Salvador nasceu na madrugada desta última quinta-feira, no Serviço de Neonatologia do Hospital de São João no Porto, 56 dias depois de Catarina, a mãe, ter sido declarada em morte cerebral.
Ela, Catarina, a mãe, era uma atleta da canoagem. Tinha 26 anos quando em 20 de dezembro desmaiou em casa, com uma crise aguda de asma. Os serviços de emergência médica acudiram em escassos 10 minutos, mas já nada puderam fazer para a manter viva.
O marido estava junto dela e confirmou aos socorristas que Catarina estava grávida de 19 semanas.
Gerou-se imediatamente o consenso para que Catarina fosse conduzida aos cuidados intensivos e aí mantida com suporte orgânico de vida até se atingirem as condições de maturidade fetal necessárias para a realização do parto.
Tudo foi providenciado para que fosse possível, apesar da morte cerebral da mãe, assegurar a ventilação mecânica, manter a gravidez, fazê-la desenvolver-se e permitir o nascimento com o máximo de segurança. O objetivo era fazer o bebé chegar às 32 semanas, período a partir do qual as taxas de sobrevivência são quase de 100%.
Salvador, o nome escolhido pelo pai e pelos avós, nasceu de cesariana, nesta quinta-feira, com 31 semanas e 6 dias de gestação, às 4h32, com 1,7 quilos, um peso bom para bebé prematuro, segundo os médicos, e mede 40 centímetros.
A médica neonatologista Hercília Guimarães explicou que foi acertado com a equipa de obstetrícia manter o bebé em desenvolvimento (induzido artificialmente do exterior) na barriga da mãe até ser superada a barreira entre o bebé prematuro e o moderadamente prematuro. E que, depois do parto, em cesariana, está bem.

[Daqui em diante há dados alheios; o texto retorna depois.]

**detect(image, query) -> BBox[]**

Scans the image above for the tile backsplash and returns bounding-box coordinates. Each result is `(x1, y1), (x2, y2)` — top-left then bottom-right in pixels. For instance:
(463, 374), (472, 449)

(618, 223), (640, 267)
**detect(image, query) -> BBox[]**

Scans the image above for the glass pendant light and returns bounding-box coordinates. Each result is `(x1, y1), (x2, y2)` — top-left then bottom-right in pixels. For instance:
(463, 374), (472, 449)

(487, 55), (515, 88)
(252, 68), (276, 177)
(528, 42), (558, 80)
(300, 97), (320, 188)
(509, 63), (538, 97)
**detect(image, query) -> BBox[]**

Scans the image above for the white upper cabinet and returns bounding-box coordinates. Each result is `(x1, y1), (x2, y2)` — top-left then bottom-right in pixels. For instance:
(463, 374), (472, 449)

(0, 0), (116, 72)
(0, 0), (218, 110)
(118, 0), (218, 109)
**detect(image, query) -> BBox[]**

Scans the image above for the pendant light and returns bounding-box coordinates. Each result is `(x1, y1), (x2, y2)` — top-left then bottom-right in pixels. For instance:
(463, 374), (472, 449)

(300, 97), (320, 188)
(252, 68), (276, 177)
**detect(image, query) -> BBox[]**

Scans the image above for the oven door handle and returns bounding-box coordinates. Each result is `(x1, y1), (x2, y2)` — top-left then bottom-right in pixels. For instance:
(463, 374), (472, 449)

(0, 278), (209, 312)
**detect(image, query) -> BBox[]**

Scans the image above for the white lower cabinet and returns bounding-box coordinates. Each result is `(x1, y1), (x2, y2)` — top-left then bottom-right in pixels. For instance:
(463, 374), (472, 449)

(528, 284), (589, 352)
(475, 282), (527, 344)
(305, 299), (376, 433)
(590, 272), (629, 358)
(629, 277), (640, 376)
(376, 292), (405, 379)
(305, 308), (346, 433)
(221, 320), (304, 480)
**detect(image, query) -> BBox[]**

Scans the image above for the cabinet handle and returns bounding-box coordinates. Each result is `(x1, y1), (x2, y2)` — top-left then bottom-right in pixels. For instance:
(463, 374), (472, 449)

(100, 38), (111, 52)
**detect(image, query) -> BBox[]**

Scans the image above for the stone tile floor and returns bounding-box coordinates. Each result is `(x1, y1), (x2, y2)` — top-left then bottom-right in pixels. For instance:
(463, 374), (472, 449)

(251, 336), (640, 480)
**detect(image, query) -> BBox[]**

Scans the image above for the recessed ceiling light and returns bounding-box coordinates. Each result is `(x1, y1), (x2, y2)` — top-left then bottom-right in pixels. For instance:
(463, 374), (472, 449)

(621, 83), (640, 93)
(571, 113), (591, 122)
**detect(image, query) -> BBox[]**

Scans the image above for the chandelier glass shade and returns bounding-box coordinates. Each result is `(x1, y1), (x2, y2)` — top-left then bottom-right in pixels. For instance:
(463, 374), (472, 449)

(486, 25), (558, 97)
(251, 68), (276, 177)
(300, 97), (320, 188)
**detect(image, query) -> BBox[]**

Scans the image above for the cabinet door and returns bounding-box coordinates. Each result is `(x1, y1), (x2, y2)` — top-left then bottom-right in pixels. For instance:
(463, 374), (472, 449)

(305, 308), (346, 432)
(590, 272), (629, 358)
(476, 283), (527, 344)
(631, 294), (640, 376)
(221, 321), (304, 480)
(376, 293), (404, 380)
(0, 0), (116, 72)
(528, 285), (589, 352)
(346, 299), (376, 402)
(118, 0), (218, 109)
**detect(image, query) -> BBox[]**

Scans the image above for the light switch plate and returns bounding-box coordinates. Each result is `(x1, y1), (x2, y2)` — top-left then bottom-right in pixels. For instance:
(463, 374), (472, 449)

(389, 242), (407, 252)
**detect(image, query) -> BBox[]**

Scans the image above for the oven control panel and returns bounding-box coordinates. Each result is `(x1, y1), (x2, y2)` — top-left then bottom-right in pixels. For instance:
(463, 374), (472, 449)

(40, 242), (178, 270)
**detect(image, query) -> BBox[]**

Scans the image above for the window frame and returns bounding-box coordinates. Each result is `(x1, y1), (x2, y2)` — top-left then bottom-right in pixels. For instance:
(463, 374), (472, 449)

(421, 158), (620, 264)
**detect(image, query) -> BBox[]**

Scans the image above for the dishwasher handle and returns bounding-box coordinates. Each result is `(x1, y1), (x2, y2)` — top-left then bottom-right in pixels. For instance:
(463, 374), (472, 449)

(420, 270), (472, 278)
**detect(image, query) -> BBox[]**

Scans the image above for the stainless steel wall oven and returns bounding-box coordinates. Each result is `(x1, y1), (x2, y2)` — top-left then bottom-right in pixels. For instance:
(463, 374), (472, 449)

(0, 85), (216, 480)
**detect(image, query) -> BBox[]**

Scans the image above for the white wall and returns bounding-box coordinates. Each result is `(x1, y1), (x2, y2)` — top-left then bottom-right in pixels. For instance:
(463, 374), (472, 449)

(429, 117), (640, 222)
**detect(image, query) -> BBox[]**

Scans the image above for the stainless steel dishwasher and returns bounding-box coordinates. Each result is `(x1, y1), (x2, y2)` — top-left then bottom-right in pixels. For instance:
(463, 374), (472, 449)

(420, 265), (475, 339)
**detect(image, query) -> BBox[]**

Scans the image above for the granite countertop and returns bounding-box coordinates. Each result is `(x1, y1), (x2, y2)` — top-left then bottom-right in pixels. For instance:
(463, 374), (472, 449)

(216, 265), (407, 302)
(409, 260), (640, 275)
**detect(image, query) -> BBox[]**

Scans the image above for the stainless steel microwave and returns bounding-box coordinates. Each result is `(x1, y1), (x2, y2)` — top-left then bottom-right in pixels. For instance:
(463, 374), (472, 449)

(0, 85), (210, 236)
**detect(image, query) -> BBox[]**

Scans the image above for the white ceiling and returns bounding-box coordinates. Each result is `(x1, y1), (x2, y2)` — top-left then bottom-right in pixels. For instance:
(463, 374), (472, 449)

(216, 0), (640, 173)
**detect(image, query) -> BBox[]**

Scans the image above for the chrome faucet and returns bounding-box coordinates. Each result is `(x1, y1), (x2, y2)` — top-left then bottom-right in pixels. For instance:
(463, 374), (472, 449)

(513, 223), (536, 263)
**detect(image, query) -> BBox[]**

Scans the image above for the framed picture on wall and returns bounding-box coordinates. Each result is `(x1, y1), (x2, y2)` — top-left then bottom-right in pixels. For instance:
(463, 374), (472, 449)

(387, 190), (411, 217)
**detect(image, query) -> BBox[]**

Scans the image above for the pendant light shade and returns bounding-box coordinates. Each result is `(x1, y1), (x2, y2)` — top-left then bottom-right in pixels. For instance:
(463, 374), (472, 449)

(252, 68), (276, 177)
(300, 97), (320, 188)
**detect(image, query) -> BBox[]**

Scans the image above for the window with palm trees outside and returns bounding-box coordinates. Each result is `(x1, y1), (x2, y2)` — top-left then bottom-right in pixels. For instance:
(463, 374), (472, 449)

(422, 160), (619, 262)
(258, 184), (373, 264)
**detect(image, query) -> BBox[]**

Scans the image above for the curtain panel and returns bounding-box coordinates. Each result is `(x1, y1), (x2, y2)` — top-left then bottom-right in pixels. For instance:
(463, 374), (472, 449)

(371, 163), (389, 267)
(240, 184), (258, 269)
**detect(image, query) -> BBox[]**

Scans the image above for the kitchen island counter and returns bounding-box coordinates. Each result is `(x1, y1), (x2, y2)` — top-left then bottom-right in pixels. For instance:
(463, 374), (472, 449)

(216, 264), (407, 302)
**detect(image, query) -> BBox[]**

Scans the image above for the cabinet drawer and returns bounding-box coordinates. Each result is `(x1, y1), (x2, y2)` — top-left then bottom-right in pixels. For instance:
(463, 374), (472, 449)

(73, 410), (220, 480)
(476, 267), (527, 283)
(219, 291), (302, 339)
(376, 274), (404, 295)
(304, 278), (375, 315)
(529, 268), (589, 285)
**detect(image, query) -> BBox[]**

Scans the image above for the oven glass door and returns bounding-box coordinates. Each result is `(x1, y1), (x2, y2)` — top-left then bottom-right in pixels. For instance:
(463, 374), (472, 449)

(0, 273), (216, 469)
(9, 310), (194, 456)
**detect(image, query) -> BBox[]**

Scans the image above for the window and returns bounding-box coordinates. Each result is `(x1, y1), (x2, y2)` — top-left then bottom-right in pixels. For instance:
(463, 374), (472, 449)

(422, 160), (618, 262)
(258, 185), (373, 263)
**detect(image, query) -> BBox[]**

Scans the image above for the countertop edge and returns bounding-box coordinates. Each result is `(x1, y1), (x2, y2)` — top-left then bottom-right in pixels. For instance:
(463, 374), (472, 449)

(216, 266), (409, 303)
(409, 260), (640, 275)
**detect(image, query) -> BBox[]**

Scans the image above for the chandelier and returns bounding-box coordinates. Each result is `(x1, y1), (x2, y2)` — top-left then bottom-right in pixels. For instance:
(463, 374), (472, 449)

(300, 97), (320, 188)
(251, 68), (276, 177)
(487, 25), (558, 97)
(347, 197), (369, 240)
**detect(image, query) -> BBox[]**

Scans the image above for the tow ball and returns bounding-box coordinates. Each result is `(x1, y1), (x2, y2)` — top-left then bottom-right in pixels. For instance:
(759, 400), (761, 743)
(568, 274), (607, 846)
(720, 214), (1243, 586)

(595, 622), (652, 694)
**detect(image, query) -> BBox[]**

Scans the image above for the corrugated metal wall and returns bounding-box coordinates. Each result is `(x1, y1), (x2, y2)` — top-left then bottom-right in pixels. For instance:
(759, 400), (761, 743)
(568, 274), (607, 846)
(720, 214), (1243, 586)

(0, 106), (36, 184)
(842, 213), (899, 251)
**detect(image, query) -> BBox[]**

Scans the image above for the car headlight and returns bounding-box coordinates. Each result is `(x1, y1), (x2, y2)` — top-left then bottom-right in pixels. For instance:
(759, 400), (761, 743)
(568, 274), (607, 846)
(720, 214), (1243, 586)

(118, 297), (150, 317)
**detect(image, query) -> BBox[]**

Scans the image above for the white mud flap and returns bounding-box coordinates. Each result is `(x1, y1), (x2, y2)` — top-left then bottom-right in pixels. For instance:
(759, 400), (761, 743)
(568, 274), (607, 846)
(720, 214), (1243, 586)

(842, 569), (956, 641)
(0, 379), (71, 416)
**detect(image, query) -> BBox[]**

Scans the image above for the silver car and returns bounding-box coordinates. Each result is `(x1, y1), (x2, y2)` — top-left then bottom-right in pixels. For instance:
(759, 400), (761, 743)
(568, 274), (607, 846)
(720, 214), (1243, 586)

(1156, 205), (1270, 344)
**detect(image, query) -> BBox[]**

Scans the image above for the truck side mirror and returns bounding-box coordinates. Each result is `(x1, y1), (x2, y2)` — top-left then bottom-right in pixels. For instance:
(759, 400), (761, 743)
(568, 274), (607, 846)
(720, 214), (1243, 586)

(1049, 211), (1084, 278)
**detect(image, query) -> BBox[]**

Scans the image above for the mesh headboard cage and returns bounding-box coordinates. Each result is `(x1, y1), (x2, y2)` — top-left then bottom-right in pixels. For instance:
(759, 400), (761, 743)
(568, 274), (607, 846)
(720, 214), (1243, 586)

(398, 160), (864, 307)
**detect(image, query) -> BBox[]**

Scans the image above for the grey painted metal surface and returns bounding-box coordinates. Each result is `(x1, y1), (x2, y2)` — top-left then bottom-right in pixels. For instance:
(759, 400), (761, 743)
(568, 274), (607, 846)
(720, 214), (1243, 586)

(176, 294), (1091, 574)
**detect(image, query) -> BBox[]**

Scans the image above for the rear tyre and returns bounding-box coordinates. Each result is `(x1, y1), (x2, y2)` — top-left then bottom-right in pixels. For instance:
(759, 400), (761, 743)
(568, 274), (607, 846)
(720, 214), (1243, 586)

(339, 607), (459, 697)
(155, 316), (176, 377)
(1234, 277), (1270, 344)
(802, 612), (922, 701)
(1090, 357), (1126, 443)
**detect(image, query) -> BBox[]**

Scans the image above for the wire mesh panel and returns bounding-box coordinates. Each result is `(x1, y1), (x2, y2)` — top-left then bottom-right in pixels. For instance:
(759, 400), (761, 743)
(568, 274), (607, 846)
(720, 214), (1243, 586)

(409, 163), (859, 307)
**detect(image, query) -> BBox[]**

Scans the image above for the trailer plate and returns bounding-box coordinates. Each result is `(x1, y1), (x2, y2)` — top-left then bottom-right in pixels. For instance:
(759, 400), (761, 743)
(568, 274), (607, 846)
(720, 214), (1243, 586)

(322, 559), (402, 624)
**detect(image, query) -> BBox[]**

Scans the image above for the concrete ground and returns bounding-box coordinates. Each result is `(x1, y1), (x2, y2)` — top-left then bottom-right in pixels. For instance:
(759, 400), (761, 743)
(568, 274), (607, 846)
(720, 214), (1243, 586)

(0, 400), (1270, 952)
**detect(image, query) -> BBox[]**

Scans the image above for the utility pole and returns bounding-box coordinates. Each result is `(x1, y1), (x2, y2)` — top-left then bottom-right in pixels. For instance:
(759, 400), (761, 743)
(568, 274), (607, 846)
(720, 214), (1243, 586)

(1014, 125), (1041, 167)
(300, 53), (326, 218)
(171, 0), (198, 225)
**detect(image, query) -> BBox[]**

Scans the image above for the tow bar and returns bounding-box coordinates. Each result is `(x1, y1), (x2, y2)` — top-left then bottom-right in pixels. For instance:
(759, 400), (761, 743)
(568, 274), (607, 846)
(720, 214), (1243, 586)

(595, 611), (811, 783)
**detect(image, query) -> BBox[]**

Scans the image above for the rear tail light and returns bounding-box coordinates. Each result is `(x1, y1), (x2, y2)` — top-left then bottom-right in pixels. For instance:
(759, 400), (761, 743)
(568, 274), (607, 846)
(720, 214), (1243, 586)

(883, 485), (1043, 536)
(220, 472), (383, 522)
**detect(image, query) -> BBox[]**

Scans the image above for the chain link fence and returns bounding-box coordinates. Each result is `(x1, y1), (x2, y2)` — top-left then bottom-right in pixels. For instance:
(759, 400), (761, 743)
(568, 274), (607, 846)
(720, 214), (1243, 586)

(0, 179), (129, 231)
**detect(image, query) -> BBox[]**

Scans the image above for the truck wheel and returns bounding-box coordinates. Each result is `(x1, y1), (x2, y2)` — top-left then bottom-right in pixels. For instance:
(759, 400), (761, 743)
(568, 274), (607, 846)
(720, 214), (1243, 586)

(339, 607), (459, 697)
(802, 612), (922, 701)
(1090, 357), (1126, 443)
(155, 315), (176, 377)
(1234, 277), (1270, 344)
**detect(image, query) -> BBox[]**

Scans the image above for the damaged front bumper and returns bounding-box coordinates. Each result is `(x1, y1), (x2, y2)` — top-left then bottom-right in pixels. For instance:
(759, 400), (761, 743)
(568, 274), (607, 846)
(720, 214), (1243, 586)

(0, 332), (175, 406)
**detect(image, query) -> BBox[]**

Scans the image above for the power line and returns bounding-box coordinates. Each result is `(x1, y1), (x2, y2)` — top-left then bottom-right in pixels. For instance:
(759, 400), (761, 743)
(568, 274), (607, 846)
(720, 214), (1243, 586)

O médico Carlos Lima Alves, diretor clínico do Hospital de São João, confirmou o grande empenho da família para que, apesar da morte de Catarina, o bebé pudesse vir a nascer, no caso, 56 dias depois.
Salvador é o segundo bebé a nascer em Portugal com uma mãe em morte cerebral.
O primeiro, Lourenço, nasceu em 2016 no Hospital de S. José, em Lisboa, depois de a respetiva comissão de ética ter concordado manter a mãe ligada às máquinas até às 32 semanas de gravidez.
Naquele caso, o feto sobreviveu 15 semanas na barriga da mãe que estava em morte cerebral depois de ter sofrido uma hemorragia intracerebral.
Médicos e membros do Conselho Nacional de Ética para as Ciências da Vida, de Portugal, afirmam não ter dúvidas de que prolongar artificialmente as funções vitais da mãe faz sentido, desde que a família concorde, uma vez que há um valor preponderante, que é o de uma vida, a da criança.
O presidente da Sociedade Portuguesa de Obstetrícia e Medicina Materno-Fetal, Luís Graça, confirma que optar por deixar crescer um feto no útero da mãe em morte cerebral faz todo o sentido. "Se podemos salvar um ser vivo, não há dúvidas nem discussões éticas a fazer-se". É o que foi feito nos dois casos.
O bebé nascido em 2016 também se chama Salvador, é Lourenço Salvador. Este caso de Lourenço Salvador, que em junho fará três anos, permite o maior otimismo.
O ritmo de crescimento é normal. Integrado numa família emocionalmente estável, de tios-avós paternos com 63 anos de idade, duas primas, de 24 e 30 anos, Lourenço vive tranquilamente na freguesia de Alfragide, às portas de Lisboa.
Frequenta a escola desde o berçário e de acordo com as educadoras demonstra capacidades de aprendizagem ao nível das crianças da sua idade. Em volta dele, dizem que parece uma criança feliz, com os tios-avós a fazerem tudo para que não sinta a falta da figura dos pais.